Why Category Theory?

I came across Category Theory when I was a fledgling assistant professor at Brown. One requirement of getting a PhD in mathematics is to take a course in Set Theory. If you held a gun to my head and told me to write down all the axioms of Zermelo-Frankel set theory, I would be a dead man. The simplicity of Category Theory was a revelation. I made the mistake of telling one of my colleagues about my interest and was shocked by his angry reply, “Category Theory doesn’t do anything. Stop wasting your time on it!”

Many people think math is abstract nonsence. Most mathematicians seem to regard Category Theory as generalized abstract nonsense. It is definitely something that is difficult to appreciate until you’ve learned a lot of mathematics. Samuel Eilenberg and Saunders Mac Lane invented it to unify common themes shared by many mathematical objects.

Category Theory involves objects and arrows from one object to another. The discipline of defining mathematical concepts using them clarifies classical definitions. One surprising result is that set membership cannot be defined using only objects and arrows.

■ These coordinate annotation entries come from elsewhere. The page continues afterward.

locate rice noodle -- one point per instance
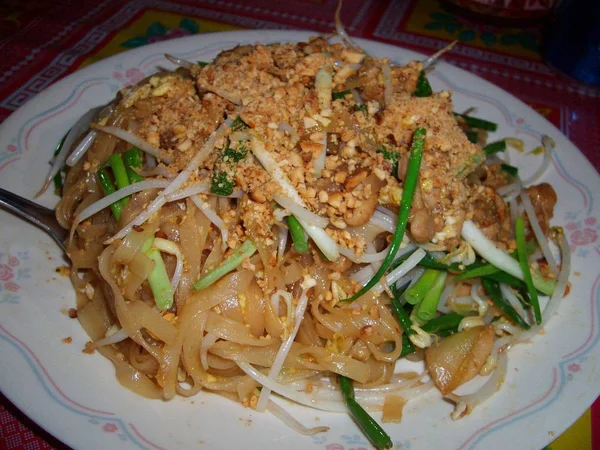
(212, 216)
(77, 130)
(207, 342)
(81, 148)
(131, 138)
(283, 351)
(291, 422)
(537, 231)
(300, 212)
(549, 145)
(171, 248)
(179, 180)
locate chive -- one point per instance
(524, 263)
(428, 307)
(474, 122)
(246, 250)
(298, 236)
(119, 172)
(493, 290)
(510, 169)
(429, 262)
(447, 322)
(391, 155)
(494, 147)
(238, 124)
(221, 184)
(410, 184)
(133, 160)
(372, 430)
(158, 279)
(423, 88)
(401, 314)
(416, 293)
(407, 346)
(108, 188)
(339, 95)
(472, 136)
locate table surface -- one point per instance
(42, 41)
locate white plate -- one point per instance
(76, 397)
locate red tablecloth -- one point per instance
(42, 41)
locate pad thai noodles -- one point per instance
(291, 220)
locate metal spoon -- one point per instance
(38, 215)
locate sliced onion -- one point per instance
(77, 130)
(140, 143)
(114, 338)
(291, 422)
(212, 216)
(177, 182)
(81, 148)
(537, 231)
(549, 145)
(383, 221)
(207, 342)
(300, 211)
(388, 88)
(299, 397)
(291, 130)
(200, 188)
(180, 61)
(466, 403)
(116, 196)
(287, 344)
(166, 246)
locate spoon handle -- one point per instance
(36, 214)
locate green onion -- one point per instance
(407, 346)
(133, 160)
(524, 263)
(401, 314)
(510, 169)
(298, 236)
(221, 184)
(493, 290)
(238, 124)
(246, 250)
(372, 430)
(472, 136)
(447, 322)
(158, 279)
(423, 88)
(119, 172)
(339, 95)
(108, 188)
(391, 155)
(428, 307)
(474, 122)
(416, 293)
(494, 147)
(410, 184)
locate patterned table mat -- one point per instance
(43, 41)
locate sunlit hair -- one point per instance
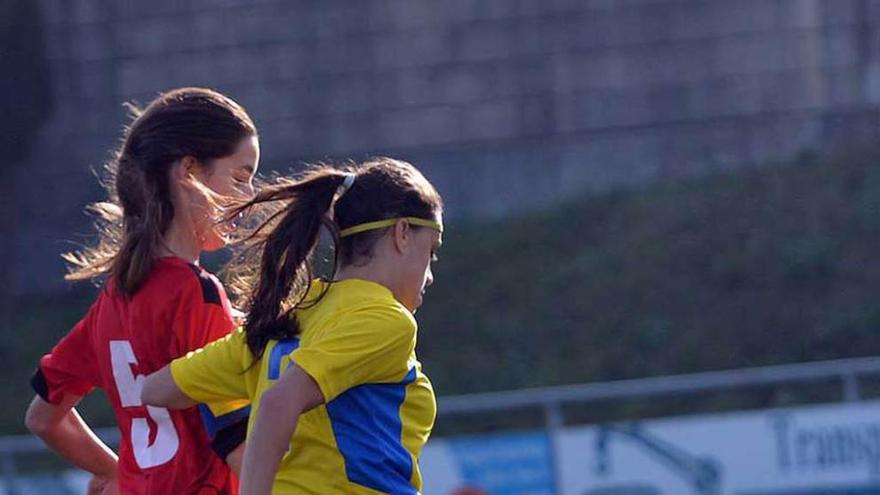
(131, 223)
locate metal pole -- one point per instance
(554, 422)
(851, 392)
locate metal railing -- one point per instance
(551, 399)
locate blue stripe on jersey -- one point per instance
(216, 423)
(282, 348)
(367, 426)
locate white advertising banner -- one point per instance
(829, 449)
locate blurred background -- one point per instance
(663, 216)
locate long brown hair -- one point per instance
(131, 223)
(273, 270)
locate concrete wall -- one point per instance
(505, 104)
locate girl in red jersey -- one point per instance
(187, 146)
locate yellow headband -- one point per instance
(381, 224)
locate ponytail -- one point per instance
(283, 244)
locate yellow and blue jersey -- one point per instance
(358, 344)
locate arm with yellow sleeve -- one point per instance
(212, 377)
(371, 344)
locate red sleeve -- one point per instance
(72, 366)
(203, 314)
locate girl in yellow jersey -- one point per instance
(340, 404)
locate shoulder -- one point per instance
(186, 281)
(380, 317)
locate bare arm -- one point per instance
(235, 458)
(160, 390)
(280, 407)
(65, 432)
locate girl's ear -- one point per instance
(402, 233)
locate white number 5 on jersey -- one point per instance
(129, 387)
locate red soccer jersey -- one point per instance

I’m sure Sammy and Saunders had no idea that Category Theory would become the basis for modern functional programming languages. Classical logic casually uses \forall and \exists to quantify over propositions that are either true of false. It turns out it is sometimes not possilbe to write a computer program to determine this.

A truely astounding result is the Curry-Howard correspondence. Proofs using the axioms of Hilbert stye deduction for intuitional logic are the “same” as a the computational model of lambda calculus.

Set

Everything in classical mathematics is a set. Logicians are wont to say “the language of Set Theory is epsilon.” By that they mean the only additional symbol required in first-order logic to define the axioms for set membership is \epsilon

The first attempt at defining modern Set Theory is due to Frege. He defined a set by giving a rule for membership. Bertrand Russell showed that entailed a contradiction. Let S be the set of all sets x where it is not the case x\in x, S = \{x\mid x\notin x\}.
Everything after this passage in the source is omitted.